Kafka duplicate consumption expected as a result of rebalancing?

273 views Asked by At

This is a conceptual description of a Kafka duplicate consumption scenario that we are seeing in our load test environment:

  • GIVEN Two application instances on separate EC2 instances with one Kafka consumer each and same consumer group ID.
  • GIVEN Consumption with a Spring BatchAcknowledgingMessageListener which synchronously consumes a batch and then calls Acknowledgment.acknowledge().
  • GIVEN single-threaded ConcurrentMessageListenerContainer with AckMode MANUAL_IMMEDIATE and syncCommits enabled.
  • WHEN One of the application instances shuts down (its consumer leaves the consumer group)
  • THEN The consumer group is rebalanced so that the remaining consumer gets all of the partitions.
  • WHEN The first application instance starts again (its consumer joins the consumer group).
  • THEN The consumer group is rebalanced so that each consumer gets half of the partitions.
  • THEN A handful of messages are successfully consumed by both consumers.
  • THEN The consumer that gets half of its partitions revoked logs one or more of this type of message before the partition revocation is logged: 2022-11-17 08:24:21,809 INFO [consumer-0-C-1] o.a.k.c.c.i.ConsumerCoordinator [ConsumerCoordinator.java:1156] [Consumer clientId=consumer-xms-batch-mt-callback-3, groupId=xms-batch-mt-callback] Failing OffsetCommit request since the consumer is not part of an active group

This happens sometimes when executing a test case with application instance restart during moderate traffic load (consumption of 1000 records per second). By contrast, when there is no duplication, the partition revocation is logged first and only after that there are log entries for failing offset commits.

Is duplicate consumption expected behaviour in this use case? I would think not, and I have a hard time understanding how it's even possible with a synchronous consumer. My understanding is that the listener thread always does polling and consumption sequentially, and that partition revocation happens during polling.

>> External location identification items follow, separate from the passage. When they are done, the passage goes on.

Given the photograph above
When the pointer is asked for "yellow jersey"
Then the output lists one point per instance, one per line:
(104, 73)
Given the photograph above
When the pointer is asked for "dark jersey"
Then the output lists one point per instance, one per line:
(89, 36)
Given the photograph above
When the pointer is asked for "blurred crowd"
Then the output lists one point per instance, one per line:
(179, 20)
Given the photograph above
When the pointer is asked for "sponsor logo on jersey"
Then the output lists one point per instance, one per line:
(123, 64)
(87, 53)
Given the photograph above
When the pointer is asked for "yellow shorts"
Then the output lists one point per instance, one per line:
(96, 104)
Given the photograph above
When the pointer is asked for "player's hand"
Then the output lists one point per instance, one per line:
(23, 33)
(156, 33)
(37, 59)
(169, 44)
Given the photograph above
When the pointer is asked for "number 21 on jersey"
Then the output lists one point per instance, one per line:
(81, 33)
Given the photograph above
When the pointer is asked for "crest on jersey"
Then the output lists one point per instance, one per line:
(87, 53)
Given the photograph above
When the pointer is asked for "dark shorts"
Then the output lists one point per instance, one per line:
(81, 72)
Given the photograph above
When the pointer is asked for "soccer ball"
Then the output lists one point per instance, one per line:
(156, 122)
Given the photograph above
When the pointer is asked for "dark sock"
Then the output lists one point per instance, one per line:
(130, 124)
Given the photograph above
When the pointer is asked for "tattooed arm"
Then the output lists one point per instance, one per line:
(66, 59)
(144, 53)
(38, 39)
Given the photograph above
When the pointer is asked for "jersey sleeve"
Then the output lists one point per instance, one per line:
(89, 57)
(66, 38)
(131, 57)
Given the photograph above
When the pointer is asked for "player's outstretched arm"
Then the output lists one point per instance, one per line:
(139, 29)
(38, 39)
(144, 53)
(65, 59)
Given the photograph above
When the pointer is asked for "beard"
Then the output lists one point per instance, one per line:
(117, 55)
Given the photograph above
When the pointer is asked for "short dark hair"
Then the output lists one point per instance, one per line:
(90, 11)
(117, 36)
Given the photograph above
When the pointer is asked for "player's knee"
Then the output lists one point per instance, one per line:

We are using kafka-clients version 3.1.1 and spring-kafka version 2.8.6, and I haven't found any known defect that explains the duplication.

We started off with AckMode MANUAL, then changed to MANUAL_IMMEDIATE in case it could be tied to deferred commits.

1

There are 1 answers

0
Mikael Carlstedt On

Reported as a spring-kafka defect, fix will be included in release 3.0.1.